Hanya saja sekilas ingatan kemarin membuatku terhenyak.

Aku merasa nyaman saat Rumi kemarin membuaiku dalam pelukannya. Dia begitu lembut saat merawatku. Dan jantungku berdegup kencang.

Rumi memang manis. Tapi aku tidak mau membuatnya takut. Dia masih suci bagiku. Aku yakin Danu juga belum..

Suara pintu terbuka membuat aku tersadar dari lamunanku.

"Akhirnya kamu bisa ditemui."
Kuhela nafasku saat melihat Natasha melangkah masuk ke dalam ruanganku. Sosok wanita yang sudah akrab dengan ruangan ini sejak dulu.

"Nat..aku sudah tidak ada urusan sama kamu."

Sebenarnya aku merasa kejam mengatakan ini kepada Natasha. Bagaimanapun juga dia tidak bersalah dalam hal ini.

"Kamu jahat Zain."

Natasha kini duduk di depan mejaku. Wajahnya terlihat pucat dan aku tidak tega melihat ini.

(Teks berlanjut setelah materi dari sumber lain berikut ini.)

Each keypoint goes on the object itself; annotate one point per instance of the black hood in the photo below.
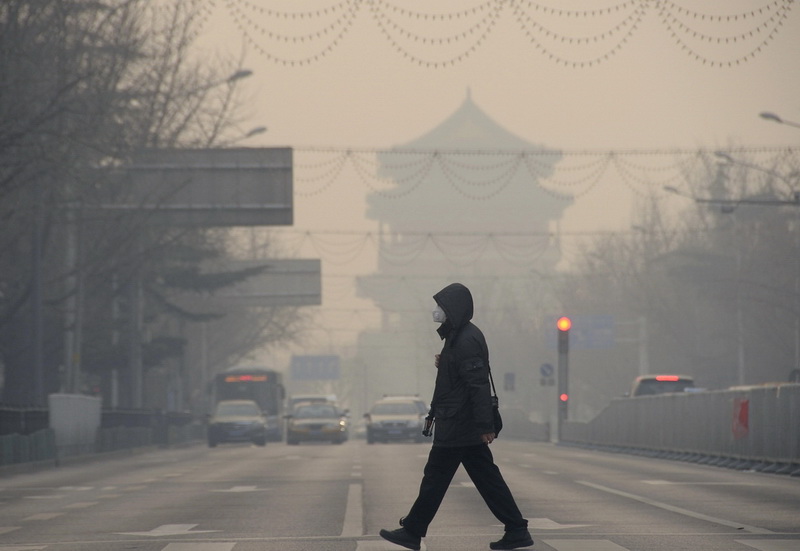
(456, 301)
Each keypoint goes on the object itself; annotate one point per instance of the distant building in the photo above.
(478, 216)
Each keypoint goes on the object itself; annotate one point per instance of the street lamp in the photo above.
(255, 131)
(241, 73)
(766, 115)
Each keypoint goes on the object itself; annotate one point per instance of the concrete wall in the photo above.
(75, 420)
(759, 423)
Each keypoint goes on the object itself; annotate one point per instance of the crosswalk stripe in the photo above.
(584, 545)
(200, 546)
(771, 545)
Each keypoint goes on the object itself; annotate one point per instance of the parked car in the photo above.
(396, 418)
(645, 385)
(316, 421)
(237, 421)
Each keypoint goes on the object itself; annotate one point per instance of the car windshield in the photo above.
(315, 411)
(662, 387)
(237, 409)
(400, 408)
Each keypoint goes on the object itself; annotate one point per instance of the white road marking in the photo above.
(548, 524)
(379, 545)
(42, 516)
(169, 530)
(215, 546)
(236, 489)
(584, 545)
(81, 505)
(772, 545)
(670, 483)
(679, 510)
(353, 514)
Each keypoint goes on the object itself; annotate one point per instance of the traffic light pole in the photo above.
(563, 325)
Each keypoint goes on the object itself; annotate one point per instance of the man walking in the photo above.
(464, 428)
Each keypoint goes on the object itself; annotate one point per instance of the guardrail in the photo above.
(747, 427)
(26, 439)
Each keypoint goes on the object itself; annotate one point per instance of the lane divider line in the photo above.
(679, 510)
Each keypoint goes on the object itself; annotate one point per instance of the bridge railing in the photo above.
(760, 423)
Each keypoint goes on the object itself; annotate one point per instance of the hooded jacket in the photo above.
(462, 402)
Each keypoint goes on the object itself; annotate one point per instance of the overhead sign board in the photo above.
(283, 282)
(207, 187)
(315, 368)
(588, 332)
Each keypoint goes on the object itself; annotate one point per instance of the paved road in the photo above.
(336, 498)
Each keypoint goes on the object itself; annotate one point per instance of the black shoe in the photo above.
(403, 537)
(513, 540)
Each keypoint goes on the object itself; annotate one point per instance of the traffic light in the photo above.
(564, 324)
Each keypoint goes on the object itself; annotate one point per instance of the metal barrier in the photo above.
(757, 424)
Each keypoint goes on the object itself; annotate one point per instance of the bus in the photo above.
(263, 386)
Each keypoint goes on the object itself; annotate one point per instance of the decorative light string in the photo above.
(520, 249)
(437, 39)
(481, 175)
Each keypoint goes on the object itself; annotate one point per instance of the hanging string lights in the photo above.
(576, 38)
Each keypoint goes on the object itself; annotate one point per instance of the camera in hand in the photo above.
(428, 429)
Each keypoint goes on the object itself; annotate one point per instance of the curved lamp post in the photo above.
(766, 115)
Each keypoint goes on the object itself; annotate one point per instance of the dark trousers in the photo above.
(479, 464)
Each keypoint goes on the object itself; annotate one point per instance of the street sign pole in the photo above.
(563, 325)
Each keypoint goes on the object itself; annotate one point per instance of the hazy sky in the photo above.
(634, 74)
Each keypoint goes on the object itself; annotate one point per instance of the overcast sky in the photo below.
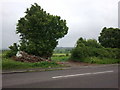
(85, 18)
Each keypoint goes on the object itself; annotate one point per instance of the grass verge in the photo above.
(9, 64)
(97, 60)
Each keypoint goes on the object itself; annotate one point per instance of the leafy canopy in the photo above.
(110, 37)
(39, 31)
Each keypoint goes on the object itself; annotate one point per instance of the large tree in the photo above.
(110, 37)
(39, 31)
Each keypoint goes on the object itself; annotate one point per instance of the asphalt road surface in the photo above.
(105, 76)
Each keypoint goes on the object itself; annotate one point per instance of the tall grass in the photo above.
(11, 64)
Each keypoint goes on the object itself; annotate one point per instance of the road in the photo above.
(105, 76)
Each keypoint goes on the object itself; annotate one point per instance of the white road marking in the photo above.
(83, 74)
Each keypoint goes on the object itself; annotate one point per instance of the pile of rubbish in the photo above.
(24, 57)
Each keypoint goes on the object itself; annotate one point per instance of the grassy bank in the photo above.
(97, 60)
(9, 64)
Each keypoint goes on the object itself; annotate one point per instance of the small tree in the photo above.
(39, 31)
(110, 37)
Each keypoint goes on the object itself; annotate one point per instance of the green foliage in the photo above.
(60, 58)
(110, 37)
(9, 64)
(90, 48)
(88, 43)
(97, 60)
(13, 50)
(39, 31)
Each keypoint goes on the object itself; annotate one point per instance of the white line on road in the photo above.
(83, 74)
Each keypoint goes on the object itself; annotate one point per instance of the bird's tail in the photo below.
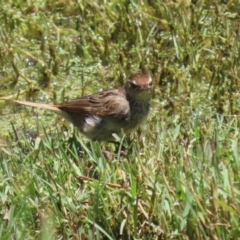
(37, 105)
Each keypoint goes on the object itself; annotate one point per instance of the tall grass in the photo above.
(175, 178)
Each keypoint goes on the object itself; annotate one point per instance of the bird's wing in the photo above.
(110, 102)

"Nat, kita sudah sepakat. Aku dari dulu cuma menganggap kamu adik. Saat mama dan papa menjodohkan kita, aku memang menerima hanya karena tidak mau menentang mereka berdua. Tapi sekarang.."

Aku beranjak dari dudukku dan kini melangkah keluar dari balik meja.

"Aku tahu Zain. Tapi kamu juga tahu kalau aku mencintaimu."

Kupejamkan mata. Mendengar kata cinta sangat menyiksaku.

"Kamu juga mencintaiku kan? Sebelum Danu meninggal, kamu sudah setuju menjalani pernikahan yang diatur ini."

Natasha tampak menggebu-gebu mengatakan itu. Tapi kugelengkan kepala. Aku menatap pintu yang terbuka. Sepertinya hal ini tidak bisa dibicarakan di sini. Terlalu banyak orang.

"Nat.. aku sudah menikah dan.."

"Aku tidak mau tahu. Mama kamu juga tidak suka kan sama jandanya Danu itu."

Mendengar nama Rumi disebut aku langsung bereaksi. Dia istriku dan aku harus melindunginya.

"Keluar dari ruanganku sekarang juga."

Natasha tampak menatapku dengan penuh kebencian. Tapi dia segera beranjak dari duduknya. Lalu menghentakkan stilettonya. Terdengar memekakan telinga.

Kuraup wajahku dengan tangan. Ya Allah berilah aku kekuatan untuk menghadapi ini.

*****

Akhirnya aku memutuskan untuk pulang, meski pekerjaanku masih menumpuk. Aku butuh melihat Rumi.

"Assalamualaikum."

Aku terlalu khawatir meninggalkan Rumi di apartemenku ini. Bagaimanapun mama juga masih bisa mendatanginya lagi. Seperti tempo hari.

"Waalaikumsalam. Owh udah pulang mas."

Rumi tampak tersenyum canggung saat dia menghampiriku.

Sejak pertanyaanku kemarin yang mengatakan kalau aku tidak mau menjadi pengganti Danu, Rumi tampak tertekan. Aku terlalu cepat mengambil sikap.

"Bunda tadi mampir ke sini mas. Diantar Mbak Wati sama mbak Diah."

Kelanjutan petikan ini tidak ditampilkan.